Malgré la médiatisation dont les matières environnementales ont été l’objet ces derniers temps, les inégalités dans les connaissances persistent. Une étude de l’Appel pour une école démocratique (Aped) publiée en octobre dernier a montré que les connaissances, la motivation et l’engagement des élèves au sujet des enjeux environnementaux étaient très variables selon les filières d’enseignement. «Ce qu’il faut, c’est une véritable transition de civilisation. En commençant par le système éducatif…déclarait déjà Edgar Morin dans Alter Échos en 2015. Dans nos écoles, on nous enseigne encore à séparer les choses et les disciplines. Nos connaissances sont compartimentées. Or, la complexité du monde s’est accrue avec la mondialisation, jusqu’à rendre certains ‘biens fondés’ totalement imprévisibles. Résultat: nos schémas de pensée s’avèrent de moins en moins capables de traiter les problèmes à la fois dans leur globalité et dans leur rapport avec les parties. Nous avons tout à gagner à relier les connaissances, à favoriser la réflexion autocritique. Mais ce refus de voir la globalité, de constamment séparer l’homme de la nature, l’écologie de l’économie, la finance du social, ça nous rend somnambules…»

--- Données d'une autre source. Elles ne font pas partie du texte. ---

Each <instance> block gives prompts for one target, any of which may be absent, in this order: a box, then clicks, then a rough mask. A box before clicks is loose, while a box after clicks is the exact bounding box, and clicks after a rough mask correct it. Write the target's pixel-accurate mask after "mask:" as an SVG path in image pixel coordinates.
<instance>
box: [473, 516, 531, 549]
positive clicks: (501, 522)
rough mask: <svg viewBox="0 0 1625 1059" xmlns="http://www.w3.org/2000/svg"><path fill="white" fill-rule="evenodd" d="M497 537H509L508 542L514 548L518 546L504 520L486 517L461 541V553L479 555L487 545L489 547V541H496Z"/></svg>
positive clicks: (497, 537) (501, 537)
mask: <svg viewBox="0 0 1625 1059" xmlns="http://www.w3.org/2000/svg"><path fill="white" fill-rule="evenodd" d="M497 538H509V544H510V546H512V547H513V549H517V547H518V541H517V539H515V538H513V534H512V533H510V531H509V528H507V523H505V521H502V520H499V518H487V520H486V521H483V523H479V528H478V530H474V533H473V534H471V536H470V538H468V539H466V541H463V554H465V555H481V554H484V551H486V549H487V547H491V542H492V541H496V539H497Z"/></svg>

«L’éradication de la pauvreté est un objectif en soi du développement durable», a aussi rappelé Ides Nicaise, président du comité de gestion du Service de lutte contre la pauvreté, au cours de la matinée de présentation du rapport bisannuel 2018-2019 consacré à la thématique «durabilité et pauvreté» en décembre dernier. «La participation des personnes en situation de pauvreté à la définition des politiques durables est donc indispensable.» Et le service de lutte contre la pauvreté d’appeler à la création d’une conférence interministérielle (CIM) «développement durable et lutte contre la pauvreté», soulignant qu’il y a «une même urgence pour la lutte contre la pauvreté que pour le climat». Car, à l’heure actuelle, «ce qui est durable, c’est la misère». C’est ce qu’ont martelé des personnes en situation de pauvreté alors qu’on leur demandait de définir le concept de durabilité dans le cadre de la concertation organisée par le service en vue de la rédaction du rapport.